This is an example of time series forecasting. Original source of data is a book by
Box and Jenkins (1976): Times Series Analysis: Forecasting and Control, p. 531. The dataset consists of 144 monthly totals of airline passengers from January 1949 to December 1960.
In this example project we generate one-year-ahead forecast for 12 latest observations as if we don't know them. We hold-out 12 latest values of output variable and create a model using the rest of data. In this way we can compare the result to actual data. In the Performance panel Mean absolute percentage error (MAPE) calculated for 12 predictions is 1.95% (percentage of target values).
This is an example of time series forecasting. Data source is
The Top500 List of Supercomputer Sites released semiannually by www.top500.org. Every list contains information about different parameters of modern supercomputers including rank of a computer system, theoretical and measured computational power, the number of processing cores, manufacturer information, component types and models, operating system, etc. Example data is a historical list of entry level supercomputers from Jun 1993 to Nov 2008.

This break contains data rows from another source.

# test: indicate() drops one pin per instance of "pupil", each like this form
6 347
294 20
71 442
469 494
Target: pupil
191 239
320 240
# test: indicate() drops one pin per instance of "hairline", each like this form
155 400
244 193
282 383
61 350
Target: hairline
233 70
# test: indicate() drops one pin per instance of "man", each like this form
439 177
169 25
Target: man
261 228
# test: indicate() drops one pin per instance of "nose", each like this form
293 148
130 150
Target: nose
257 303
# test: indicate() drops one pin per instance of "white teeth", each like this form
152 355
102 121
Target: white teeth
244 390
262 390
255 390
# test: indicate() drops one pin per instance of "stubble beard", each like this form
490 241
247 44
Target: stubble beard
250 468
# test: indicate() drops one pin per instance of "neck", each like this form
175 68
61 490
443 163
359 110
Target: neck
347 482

The task is to predict the entry-level supercomputer performance for the next Top500 release (Jun 2009). Since the Jun 2009 is in the past, we know that the entry-level performance was 17088 Gflop/s.

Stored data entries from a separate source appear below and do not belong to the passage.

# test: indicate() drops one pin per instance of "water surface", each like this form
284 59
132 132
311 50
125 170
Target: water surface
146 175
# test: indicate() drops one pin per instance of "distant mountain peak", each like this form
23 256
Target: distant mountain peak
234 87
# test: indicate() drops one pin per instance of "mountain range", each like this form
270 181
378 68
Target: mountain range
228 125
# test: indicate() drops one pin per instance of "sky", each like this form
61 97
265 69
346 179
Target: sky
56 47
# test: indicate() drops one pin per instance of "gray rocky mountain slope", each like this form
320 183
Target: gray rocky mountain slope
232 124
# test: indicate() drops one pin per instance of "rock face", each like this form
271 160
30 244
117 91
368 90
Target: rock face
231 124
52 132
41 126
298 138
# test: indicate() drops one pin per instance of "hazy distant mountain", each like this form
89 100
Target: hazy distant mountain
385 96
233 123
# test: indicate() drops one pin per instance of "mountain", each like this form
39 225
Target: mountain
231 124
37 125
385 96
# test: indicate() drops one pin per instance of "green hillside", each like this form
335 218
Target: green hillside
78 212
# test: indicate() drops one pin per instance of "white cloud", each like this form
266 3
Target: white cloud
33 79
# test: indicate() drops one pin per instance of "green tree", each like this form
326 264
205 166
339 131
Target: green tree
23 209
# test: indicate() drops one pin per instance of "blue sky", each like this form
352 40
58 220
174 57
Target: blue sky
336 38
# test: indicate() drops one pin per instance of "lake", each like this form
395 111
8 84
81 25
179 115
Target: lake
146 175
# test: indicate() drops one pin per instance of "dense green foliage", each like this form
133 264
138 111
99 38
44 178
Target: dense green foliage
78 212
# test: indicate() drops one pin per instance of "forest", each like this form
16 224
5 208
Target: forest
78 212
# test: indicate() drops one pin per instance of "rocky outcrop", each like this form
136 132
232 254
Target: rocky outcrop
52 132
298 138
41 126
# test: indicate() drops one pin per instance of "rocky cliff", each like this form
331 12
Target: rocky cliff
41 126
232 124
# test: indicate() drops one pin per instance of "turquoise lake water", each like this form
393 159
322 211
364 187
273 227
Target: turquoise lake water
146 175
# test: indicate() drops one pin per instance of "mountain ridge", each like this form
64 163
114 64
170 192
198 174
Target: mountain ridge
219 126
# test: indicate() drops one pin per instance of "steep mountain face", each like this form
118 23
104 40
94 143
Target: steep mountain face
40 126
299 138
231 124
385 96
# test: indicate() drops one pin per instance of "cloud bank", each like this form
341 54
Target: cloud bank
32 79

In order to estimate future accuracy of our prediction for the unknown Jun 2009, we've checked how accurate would be predictions of 3 time-points in the past if we would apply the same approach. Mean absolute percentage error (MAPE) appeared to be 4.4%. Actual error of a one-step-ahead prediction for June 2009 is even smaller than MAPE for the previous periods.
This is an example of multi-class classification. Data source is a classical dataset introduced by Sir Ronald Aylmer Fisher (1936) as an example of discriminant analysis (Wikipedia article).
An optimally-complex model doesn't overfit the data, so in Confusion matrix we can see that there are two incorrectly classified instances.
This is an example of regression problem. Three variables were randomly generated in a spreadsheet and two of them were used for calculation of polynomial function y = 100*x1 + x1*x2 – x2^2. All columns of the obtained dataset were noised by up to 10% (uniformly distributed random error between -10 and 10%). In the example project we predict the last 10 values of
y as if we don't know them.
It is notable that selected noise level still allows GMDH Shell to detect model structure identical to the structure of function y.